Cet appel, s'il est suivi, pourrait mener à une grève complète des services de santé au Tchad.

Le 29 janvier, les syndicats avaient déclenché une grève générale et illimitée des fonctionnaires à la suite de la réduction des salaires des agents de l'Etat et l'augmentation de l'impôt sur le revenu. Une partie du secteur privé avait rejoint le mouvement pour deux jours, lundi et mardi.

Depuis plus de deux semaines, N'Djamena fait face à une grogne sociale qui ne cesse de s'amplifier. D'abord mobilisés contre un projet de loi controversé de réduction des salaires des fonctionnaires - finalement abandonné par le gouvernement -, les mouvements sociaux ont repris quand les fonctionnaires se sont rendu compte de coupes effectives dans leurs salaires, à la fin janvier.

Face à ce mouvement de grève généralisée et aux appels à des marches de protestations qui se multiplient depuis, le gouvernement a interdit toute marche de syndicats, d'associations de la société civile et de partis politiques.

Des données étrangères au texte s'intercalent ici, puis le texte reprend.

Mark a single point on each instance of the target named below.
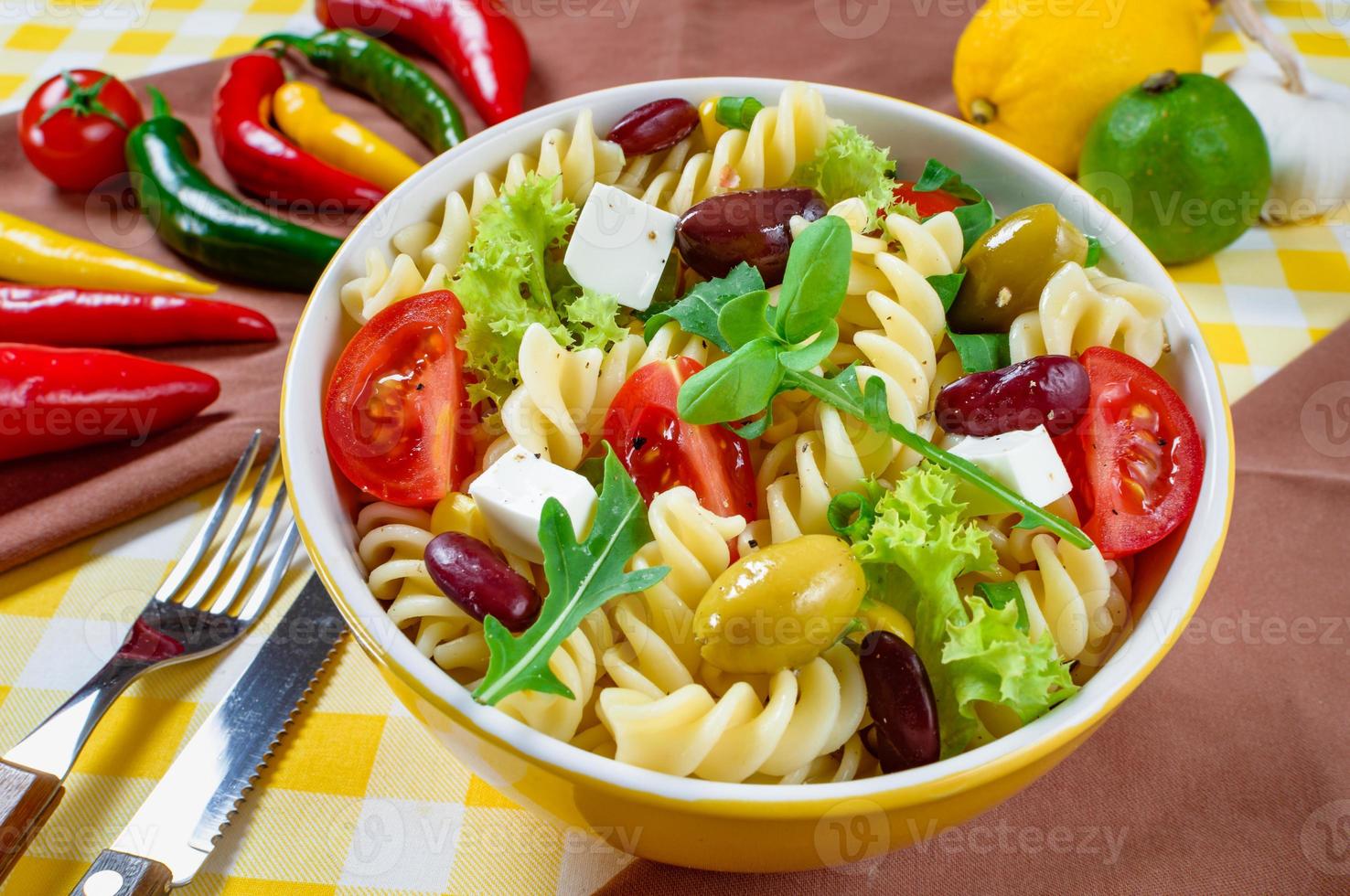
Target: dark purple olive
(1049, 390)
(752, 227)
(899, 697)
(479, 581)
(654, 127)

Cette tension sociale généralisée, soutenue par l'opposition, a pris des allures de fronde contre le président Idriss Déby Itno (au pouvoir depuis 1990), tandis qu'apparaissent en parallèle des protestations sociales, des critiques contre la gouvernance du pays.

"Déby n'a pas de position pour le Tchad, l'endettement de ce pays est hors normes", et ce alors qu'"il a récupéré l'argent du pétrole", estime Mahamat Nour Ibedou, porte-parole d'une "marche pacifique" de 10 associations de la société civile prévue jeudi, qui a été interdite par les autorités.

Celle-ci - le "jeudi de la colère" - a été comme les précédentes marches interdite par les autorités. Le collectif de la société civile a décidé de maintenir la marche. 

Mercredi, la police a affirmé que les personnes interpellées mardi étaient encore en détention.

Pays allié de la France et de l'Occident dans la lutte contre les jihadistes au Sahel, le Tchad traverse depuis deux ans une sévère récession économique, conséquence de la chute des prix du pétrole depuis 2014. Près de 40% de la population de plus de 14 millions d'habitants vit sous le seuil de pauvreté.

L'Etat a imposé des mesures d'austérité drastiques, estimant que le Trésor public n'a aucun moyen de supporter sa masse salariale face à un endettement à hauteur de 800 milliards de francs CFA (1,2 milliard d'euros) auprès des banques commerciales.

Le Tchad doit répondre aux exigences budgétaires du Fonds monétaire international qui lui a accordé en juin une facilité de crédits. L'institution attend que N'Djamena assainisse ses finances et renégocie sa dette de 1,45 milliard de dollars avec le trader anglo-suisse Glencore, selon une source proche du dossier.